È un tempo sospeso quello degli under 14, tra presente dentro le quattro mura ed un futuro che non si conosce affatto. Anzi cupo e spaventoso come il personaggio antagonista di una favola, se si guarda alle reazioni di molti adulti di riferimento (genitori molto presi dal lavoro, nonni che rischiano di ammalarsi o non ci sono più). Gli adulti che agli adolescenti davano sicurezza ed erano di esempio, oggi non sono più come prima.
«Il tema del futuro è centrale. Nulla tornerà più come prima — avvisa lo psichiatra romano —. Quando c’è una situazione di incertezza come quella che stiamo vivendo a causa della pandemia, la prima cosa che viene a saltare è proprio la capacità di progettare il futuro, anzi di considerare tutti i futuri possibili, perché possiamo decidere verso quale futuro impegnarci».
Per ricominciare a sognare futuri, come già sottolineato anche dagli adolescenti intervistati da Unicef, bisogna prima ricominciare ad essere insieme “dal vivo”, più sereni sulla salute dei gruppi che si frequentano, nella possibilità di ridurre le distanze e ripopolare i luoghi. Oratori, centri di aggregazione, palestre chiuse non ispirano di certo esperienze positive di vita e di gruppo.
Secondo Cantelmi, intervenuto di recente ad un convegno promosso dall’Ufficio nazionale per la Pastorale della salute, sugli effetti del Covid sul benessere mentale e relazionale non c’è tempo da perdere.
Se accettiamo e comprendiamo la realtà, non contrastandola, possiamo farcela: «Dovremo imparare a poggiare i piedi su punti sicuri, come se fossimo sul ghiaccio… Dovremo ampliare il nostro repertorio valoriale. Per esempio allenarci alla compassione, cogliendo il nostro dolore, il nostro disagio e quello altrui».

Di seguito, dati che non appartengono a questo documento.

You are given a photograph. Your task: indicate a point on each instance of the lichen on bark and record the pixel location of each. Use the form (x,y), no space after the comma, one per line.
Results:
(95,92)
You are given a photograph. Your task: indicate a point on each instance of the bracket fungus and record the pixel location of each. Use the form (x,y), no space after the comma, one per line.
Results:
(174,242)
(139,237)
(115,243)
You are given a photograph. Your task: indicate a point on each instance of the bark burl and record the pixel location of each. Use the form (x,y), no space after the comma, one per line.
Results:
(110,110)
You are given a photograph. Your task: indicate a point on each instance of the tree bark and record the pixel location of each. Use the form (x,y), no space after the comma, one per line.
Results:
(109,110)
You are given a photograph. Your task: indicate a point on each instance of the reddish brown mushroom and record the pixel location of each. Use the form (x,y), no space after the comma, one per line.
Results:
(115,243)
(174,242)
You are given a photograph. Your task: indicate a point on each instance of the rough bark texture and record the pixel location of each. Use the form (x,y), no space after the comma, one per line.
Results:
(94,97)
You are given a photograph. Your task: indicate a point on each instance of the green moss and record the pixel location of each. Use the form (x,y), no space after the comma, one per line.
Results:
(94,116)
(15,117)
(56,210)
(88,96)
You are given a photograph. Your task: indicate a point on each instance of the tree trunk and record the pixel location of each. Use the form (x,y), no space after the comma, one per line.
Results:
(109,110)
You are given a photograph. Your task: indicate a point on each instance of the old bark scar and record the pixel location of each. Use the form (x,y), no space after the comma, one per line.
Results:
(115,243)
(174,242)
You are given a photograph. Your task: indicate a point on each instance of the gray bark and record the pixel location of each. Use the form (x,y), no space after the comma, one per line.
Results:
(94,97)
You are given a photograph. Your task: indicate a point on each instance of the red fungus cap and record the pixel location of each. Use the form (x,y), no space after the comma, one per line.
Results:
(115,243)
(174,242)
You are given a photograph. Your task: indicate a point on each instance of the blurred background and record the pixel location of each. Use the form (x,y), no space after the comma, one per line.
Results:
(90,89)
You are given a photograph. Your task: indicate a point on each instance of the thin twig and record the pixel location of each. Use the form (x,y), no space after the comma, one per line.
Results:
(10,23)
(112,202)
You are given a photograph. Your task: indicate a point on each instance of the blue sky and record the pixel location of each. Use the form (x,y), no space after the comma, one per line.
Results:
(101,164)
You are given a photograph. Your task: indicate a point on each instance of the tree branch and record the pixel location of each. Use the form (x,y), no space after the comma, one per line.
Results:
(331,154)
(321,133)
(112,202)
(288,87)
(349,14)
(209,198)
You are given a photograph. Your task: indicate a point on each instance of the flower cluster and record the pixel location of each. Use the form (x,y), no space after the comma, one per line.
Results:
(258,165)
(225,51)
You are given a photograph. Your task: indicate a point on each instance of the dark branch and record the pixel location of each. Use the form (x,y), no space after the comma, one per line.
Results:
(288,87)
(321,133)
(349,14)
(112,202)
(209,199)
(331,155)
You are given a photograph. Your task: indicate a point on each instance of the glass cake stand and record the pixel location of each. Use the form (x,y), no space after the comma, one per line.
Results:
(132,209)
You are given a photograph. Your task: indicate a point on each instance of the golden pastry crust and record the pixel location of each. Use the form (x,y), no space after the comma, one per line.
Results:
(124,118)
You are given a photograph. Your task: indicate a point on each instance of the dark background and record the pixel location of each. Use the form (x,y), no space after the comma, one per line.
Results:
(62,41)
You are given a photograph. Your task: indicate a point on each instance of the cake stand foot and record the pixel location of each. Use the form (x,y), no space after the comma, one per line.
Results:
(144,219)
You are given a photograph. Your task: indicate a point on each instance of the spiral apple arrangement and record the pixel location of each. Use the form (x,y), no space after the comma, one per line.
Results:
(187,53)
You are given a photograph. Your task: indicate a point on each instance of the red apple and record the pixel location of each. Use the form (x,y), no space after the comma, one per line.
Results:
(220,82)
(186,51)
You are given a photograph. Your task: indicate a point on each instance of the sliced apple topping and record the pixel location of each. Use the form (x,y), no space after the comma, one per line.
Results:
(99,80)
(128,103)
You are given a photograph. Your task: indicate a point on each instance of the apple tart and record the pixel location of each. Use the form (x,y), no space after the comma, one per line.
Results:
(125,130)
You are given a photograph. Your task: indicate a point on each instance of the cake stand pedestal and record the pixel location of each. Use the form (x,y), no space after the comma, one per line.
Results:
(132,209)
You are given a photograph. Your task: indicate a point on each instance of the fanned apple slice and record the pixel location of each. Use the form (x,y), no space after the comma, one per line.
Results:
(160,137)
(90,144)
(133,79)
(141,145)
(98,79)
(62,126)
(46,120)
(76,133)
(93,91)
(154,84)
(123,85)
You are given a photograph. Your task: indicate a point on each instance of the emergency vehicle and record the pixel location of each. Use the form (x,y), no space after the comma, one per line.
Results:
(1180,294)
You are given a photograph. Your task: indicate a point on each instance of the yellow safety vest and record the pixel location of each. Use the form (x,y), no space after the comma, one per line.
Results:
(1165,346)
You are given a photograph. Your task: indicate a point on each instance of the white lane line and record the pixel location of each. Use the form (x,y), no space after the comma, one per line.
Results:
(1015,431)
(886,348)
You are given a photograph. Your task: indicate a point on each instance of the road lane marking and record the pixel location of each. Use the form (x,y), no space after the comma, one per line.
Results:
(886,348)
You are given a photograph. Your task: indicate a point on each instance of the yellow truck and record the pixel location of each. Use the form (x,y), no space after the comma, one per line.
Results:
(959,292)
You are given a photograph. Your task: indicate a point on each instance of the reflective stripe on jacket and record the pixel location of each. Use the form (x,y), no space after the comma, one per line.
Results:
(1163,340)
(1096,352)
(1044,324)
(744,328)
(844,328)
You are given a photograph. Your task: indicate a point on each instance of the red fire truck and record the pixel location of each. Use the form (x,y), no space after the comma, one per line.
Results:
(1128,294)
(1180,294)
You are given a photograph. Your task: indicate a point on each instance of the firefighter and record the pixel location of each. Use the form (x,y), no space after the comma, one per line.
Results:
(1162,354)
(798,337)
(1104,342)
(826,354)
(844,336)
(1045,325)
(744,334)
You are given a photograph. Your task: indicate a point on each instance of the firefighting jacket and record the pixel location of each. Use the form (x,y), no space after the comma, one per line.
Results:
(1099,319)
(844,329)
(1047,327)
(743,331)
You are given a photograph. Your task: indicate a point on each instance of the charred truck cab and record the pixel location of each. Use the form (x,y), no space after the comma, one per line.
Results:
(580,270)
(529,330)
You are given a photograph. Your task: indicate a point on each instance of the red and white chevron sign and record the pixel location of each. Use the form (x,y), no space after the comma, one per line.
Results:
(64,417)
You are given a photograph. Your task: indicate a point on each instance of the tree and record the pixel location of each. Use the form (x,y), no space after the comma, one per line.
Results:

Altra abilità da riscoprire: «Fare scanning, cioè vedere dettagli apparentemente insignificanti e invisibili; su questi saper costruire futuri, non lasciare che la nostra testa si affolli di negatività. Chinarsi sulle realtà piccole, belle, che ci sono ancora oggi da salvare, e farle crescere per ricominciare da capo».
È un allenamento quotidiano per utilizzare il futuro, nel presente. Da non fare da soli.
«Non si tratta di ridisegnare i luoghi, ma di essere adulti attrattivi, capaci di dire una parola di senso e di significato al caos emotivo che giovani e adolescenti e ragazzi vivono. Questo è centrale: essere adulti credibili. La domanda da porsi è: ci saranno ancora adulti credibili»?